I was born in the midst of the Great Depression, was distantly exposed to the horrors of World War II when I was a youngster, served in the army in Korea in the early 1950s, grew to adulthood during the Cold War, was active in the Civil Rights movement, and have lived to see the collapse of communism.
Like the rest of my generation I have seen human beings at their worst and at their best. Each day I read headlines that make me despair for the human race. Yet I try to imagine a more perfect world, just as I did when I was a child.
The noble struggle to keep hope alive despite dispiriting evidence of human frailty is part of what sustains me. Living without a vision that enables me to find joy in discovering the wonders of the universe, happiness in the small accomplishments of friends and family, and beauty in the inventiveness of human beings would be no life at all.
Each of us holds certain ideals that impact our judgment and decisions. They guide us through life. For some, comfort, material possessions and wealth are an ideal goal; others choose the ideals of goodness, beauty and truth. Still others pursue power or fame or social status while some are satisfied to build strong loving family ties.
I, and many within my generation, have had a passionate interest in social justice and social responsibility.
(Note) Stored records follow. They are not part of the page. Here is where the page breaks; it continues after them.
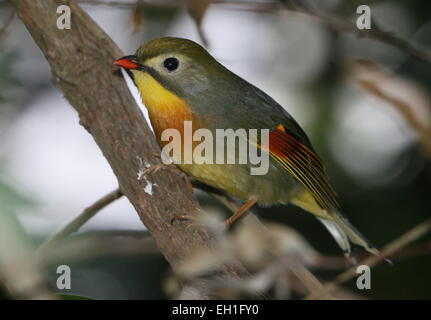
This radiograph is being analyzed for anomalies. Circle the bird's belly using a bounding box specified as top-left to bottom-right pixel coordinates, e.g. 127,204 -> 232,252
179,164 -> 299,204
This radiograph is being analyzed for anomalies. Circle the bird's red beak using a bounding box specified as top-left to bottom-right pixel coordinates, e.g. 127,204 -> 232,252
113,55 -> 139,69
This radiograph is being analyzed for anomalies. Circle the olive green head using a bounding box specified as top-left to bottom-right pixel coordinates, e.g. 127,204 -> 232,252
116,37 -> 240,99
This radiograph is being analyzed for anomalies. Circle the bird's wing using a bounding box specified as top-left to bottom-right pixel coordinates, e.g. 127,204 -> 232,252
267,124 -> 339,210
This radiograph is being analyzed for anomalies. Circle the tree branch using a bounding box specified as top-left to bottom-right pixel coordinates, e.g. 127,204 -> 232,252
78,0 -> 431,63
12,0 -> 243,290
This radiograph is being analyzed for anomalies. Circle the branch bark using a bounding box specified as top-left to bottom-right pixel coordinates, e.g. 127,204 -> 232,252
12,0 -> 243,284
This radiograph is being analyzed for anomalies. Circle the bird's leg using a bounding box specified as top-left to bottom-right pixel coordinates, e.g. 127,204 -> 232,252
224,198 -> 257,228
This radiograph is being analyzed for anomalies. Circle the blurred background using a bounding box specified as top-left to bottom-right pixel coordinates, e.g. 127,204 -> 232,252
0,0 -> 431,299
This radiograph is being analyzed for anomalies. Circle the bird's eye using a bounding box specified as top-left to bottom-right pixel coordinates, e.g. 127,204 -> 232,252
163,57 -> 180,72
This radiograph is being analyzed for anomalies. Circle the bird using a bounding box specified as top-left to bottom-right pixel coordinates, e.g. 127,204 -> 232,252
113,37 -> 379,257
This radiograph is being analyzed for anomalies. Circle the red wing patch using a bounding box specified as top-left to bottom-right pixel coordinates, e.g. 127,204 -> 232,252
269,124 -> 339,209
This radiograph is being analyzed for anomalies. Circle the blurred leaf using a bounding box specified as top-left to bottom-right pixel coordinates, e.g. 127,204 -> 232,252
187,0 -> 212,45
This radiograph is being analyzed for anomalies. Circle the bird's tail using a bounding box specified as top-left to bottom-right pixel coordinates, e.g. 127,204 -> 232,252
318,212 -> 379,256
291,192 -> 380,256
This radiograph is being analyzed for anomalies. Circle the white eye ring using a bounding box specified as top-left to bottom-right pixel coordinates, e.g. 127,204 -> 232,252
163,57 -> 180,72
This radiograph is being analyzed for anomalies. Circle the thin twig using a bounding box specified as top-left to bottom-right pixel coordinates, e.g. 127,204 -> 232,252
0,10 -> 15,40
36,189 -> 123,255
327,218 -> 431,287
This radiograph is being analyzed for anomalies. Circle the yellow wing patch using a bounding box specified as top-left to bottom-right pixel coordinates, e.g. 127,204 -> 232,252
269,125 -> 339,209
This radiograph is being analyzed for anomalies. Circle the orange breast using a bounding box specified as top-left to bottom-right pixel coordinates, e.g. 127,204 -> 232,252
133,71 -> 195,144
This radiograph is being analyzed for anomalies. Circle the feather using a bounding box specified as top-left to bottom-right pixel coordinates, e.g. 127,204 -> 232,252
269,124 -> 339,211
For me, a growing awareness of the evils of prejudice and discrimination against minorities gave form to ideals that significantly shaped and guided my life. The absence of a world free of prejudice and discrimination does not diminish my commitment to the ideals of universal brotherhood and sisterhood.
What it comes down to, for me, is the hopefulness of idealism. Without idealism the twin despairs of hopelessness and helplessness are free to take over individual lives. Idealism provides us with an optimistic view of the world. It enables us to look for positives within our lives and the lives of others.
I am an idealist because I do not choose to be bound by present troubles; I prefer to dream of – and in my own small way work for – a better world.
(Ron Barnes is a longtime Prescott resident and a semi-retired educator and businessman.)